How can a derived class pointer to a base class object call methods of the derived class?

Question

class BaseClass{

public:
    int a;
    char buf[250];

    void abcd(){
        cout<<"hello base from abcd";
    }

    virtual void defg(){
        cout<<"hellow base from defg";
    }
};

class DerivedClass: public BaseClass{

public :
    int b;
    char bufb[255];

    void bcde(){
        cout<<"hello base from bcde";
    }

    virtual void defg(){
        cout<<"hellow base from defg";
    }
};

int main(){

    BaseClass* bas=new BaseClass();
    DerivedClass* der;

    der=static_cast<DerivedClass*>(bas);
    cout<<"address of der ="<<der <<"   base= "<<bas<<endl;
    der->bcde();
    cout<<endl<<"Base size:"<< sizeof(*bas)<<"  Derived size:"<<sizeof(*der)<<endl;

    getch();
    return 0;
}

How can derived class pointer to base class object can call methods of derived class. WHY and HOW ? As base class object created in memory is of only size of base class, how could it contains derived class methods. and it successfully got called.

OutPut:==>

address of der =002585A8 base= 002585A8

hello base from bcde

Base size:260 Derived size:520

Answer 1

By casting the pointer to DerivedClass* , when the most derived object is of type BaseClass , and by then using that pointer to access DerivedClass stuff, you have Undefined Behavior , UB. One possible effect of UB is that what one mistakenly believed would happen, happens. Other possibilities include crashes, hangs and weird results.

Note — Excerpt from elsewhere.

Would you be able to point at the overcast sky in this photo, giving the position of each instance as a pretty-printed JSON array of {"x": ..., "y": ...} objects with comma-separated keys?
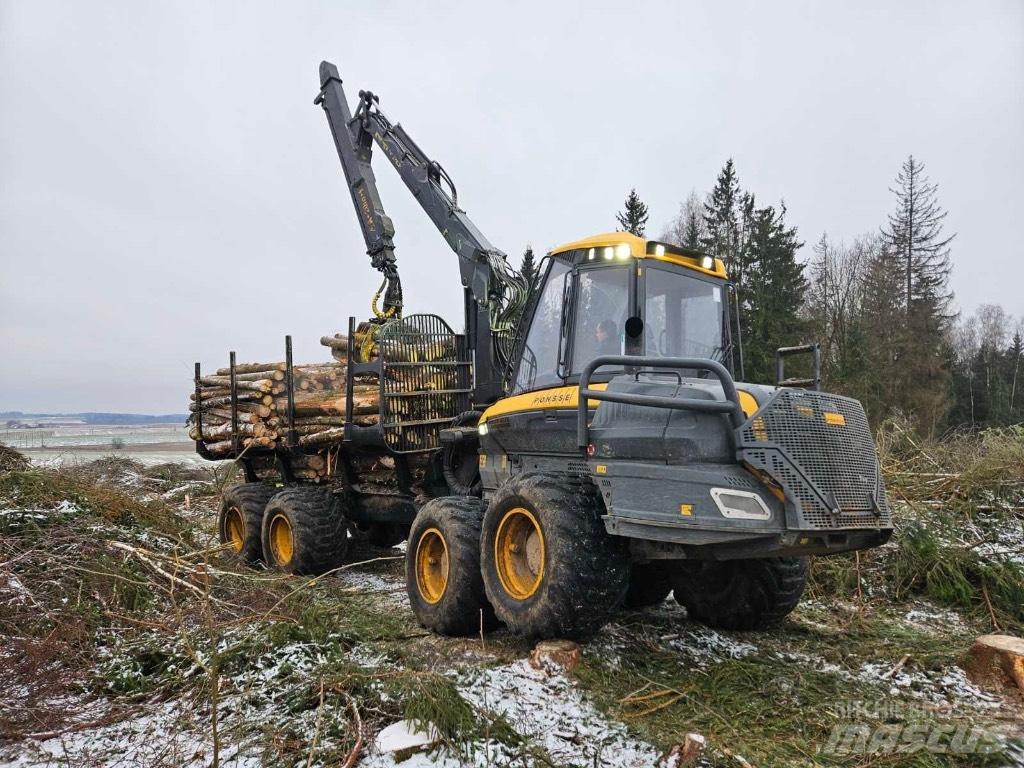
[{"x": 168, "y": 192}]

In practice, since DerivedClass::bcde() doesn't access any data in the instance, and doesn't call any virtual function, the only possible crash cause would be explicit checking inserted by the compiler.

I do not know of any compiler that adds such checking, but the compiler is free to do so, and generally it's free to just assume that UB will not happen.

Answer 2

The compiler bound the non-virtual method bcde based purely on the type information. As the method doesn't refer to the object contents, memory layout did not come into play.

Answer 3

You have a mistakes in the output messages

class DerivedClass: public BaseClass{

public :
    int b;
    char bufb[255];

    void bcde(){
        cout<<"hello base from bcde";
    }

    virtual void defg(){
        cout<<"hellow base from defg";
    }
};

DerivedClass should print "hello der from bcde", not "hello base from bdce". And actually your code prints message from DerivedClass.